Hipnoz nedir, nasıl yapılır ve hangi hastalıkların tedavisinde kullanılır?
Hipnoz, uyku-uyanıklık arası yapay bir uyku halidir. Hipnoz sırasında kişinin gerçeklik algısı azalır ve kişi taransa girer. Hipnozun psikoloji biliminde kullanılması Freud'un Histeri(konversiyon) hastalığı ile ilgili çalışmalarla yaygınlaşmıştır.
Bu çalışmalarda histerinin bilinçdışı çözülmemiş korkulardan kaynaklandığı ve bunun hipnoz yoluyla açığa çıkartılarak sorunların giderilmesi amaçlanmıştır. Ancak Freud bu yöntemin sınırlılığını görmüş ve hipnoz dışında başka yöntemler aramaya başlamıştır.
Freud çalışmaları sırasında uygun koşullar sağlandığında, hastaların histeri belirtilerinin nedenleriyle ilgili gizli kalmış bir şeyi açıkladıklarında histerinin ortadan kalktığını farketti. Serbest çağrışım denen bu tekniğin ortaya çıkışı, Freud’un kuramının gelişiminde önemli bir adım oldu.
Serbes çağrışım yönteminde psikolog tarafından hazırlanmış bir kelime listesi hastaya sırayla söylenmiş ve hastada bu kelimelerin neler çağrıştırdığı üzerinden gidilerek bilinçdışından kaynaklanan sorunlar bilinç düzetine getirilmiş ve çözümlenmeye çalışılmıştır.
Freud serbest çağrışım sırasında ortaya çıkan anıların genellikle çocukluk yıllarında yaşanmış sarsıcı deneyimler olduğunu farketti.
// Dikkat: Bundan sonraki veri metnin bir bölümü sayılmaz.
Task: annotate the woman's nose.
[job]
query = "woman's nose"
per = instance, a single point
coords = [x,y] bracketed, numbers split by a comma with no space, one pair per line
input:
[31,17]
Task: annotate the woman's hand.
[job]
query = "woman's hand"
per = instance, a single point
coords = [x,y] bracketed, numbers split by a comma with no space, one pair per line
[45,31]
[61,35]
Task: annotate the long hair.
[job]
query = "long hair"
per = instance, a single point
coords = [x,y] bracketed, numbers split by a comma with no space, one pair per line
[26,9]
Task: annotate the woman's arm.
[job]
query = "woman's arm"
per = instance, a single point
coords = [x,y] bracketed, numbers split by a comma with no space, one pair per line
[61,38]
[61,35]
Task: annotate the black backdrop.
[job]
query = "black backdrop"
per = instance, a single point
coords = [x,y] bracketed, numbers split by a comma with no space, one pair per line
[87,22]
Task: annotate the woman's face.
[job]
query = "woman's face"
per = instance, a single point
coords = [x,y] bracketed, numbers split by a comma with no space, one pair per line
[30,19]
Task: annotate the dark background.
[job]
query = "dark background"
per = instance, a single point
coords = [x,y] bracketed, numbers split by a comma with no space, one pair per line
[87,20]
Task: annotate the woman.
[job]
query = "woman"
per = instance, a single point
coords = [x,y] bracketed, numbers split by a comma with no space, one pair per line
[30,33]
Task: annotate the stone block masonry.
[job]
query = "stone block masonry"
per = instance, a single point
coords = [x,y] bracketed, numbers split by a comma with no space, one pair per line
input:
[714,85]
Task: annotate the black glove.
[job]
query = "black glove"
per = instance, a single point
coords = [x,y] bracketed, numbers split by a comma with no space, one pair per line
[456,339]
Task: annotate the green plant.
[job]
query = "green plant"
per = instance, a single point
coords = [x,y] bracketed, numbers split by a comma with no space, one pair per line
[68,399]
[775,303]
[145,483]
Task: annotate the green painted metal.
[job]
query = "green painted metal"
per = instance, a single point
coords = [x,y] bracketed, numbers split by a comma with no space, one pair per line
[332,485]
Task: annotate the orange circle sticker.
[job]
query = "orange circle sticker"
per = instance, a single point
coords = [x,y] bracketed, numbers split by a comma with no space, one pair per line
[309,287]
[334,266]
Freud zamanla, bu deneyimlerin, yetişkin hastalardaki histeri belirtilerin ortaya çıkmasından sorumlu olduğu sonucana ulaştı.
Hipnoz ve serbesçağrışım uygulamaları halen günümüzde psikologlar tarafından kullanımı.
Günümüzde hipnoz; klinik olarak psikoloji, diş hekimliği gibi alanlarda kullanılmakta, hatta bazı küçük ameliyatlar anestezisiz ve hipnoz yoluyla acı hissetmeden yapılabilmektedir.
Hipnoz deyince herkesin aklına ilk gelen şey " hipnoz olduktan sonra ya hipnozdan çıkamazsam" düşüncesidir. Hipnozdan çıkamama diye bir durum söz konusu değildir. Hipnozun bitmesine karar verildiğinde ya hinoterapist tarafından uygun telkin verilerek çıkış sağlanır ya da uzun süre telkin verilmediğinde kişi belli bir süre sonra kendiliğinden hipnozdan çıkar.
Hipnozun tıpta tedavi aracı olarak kullanımı
Hipnozun tıp alanında kullanımı Franz Anton Mesmer’in ve Freud'un çalışmalarına dayanmaktadır.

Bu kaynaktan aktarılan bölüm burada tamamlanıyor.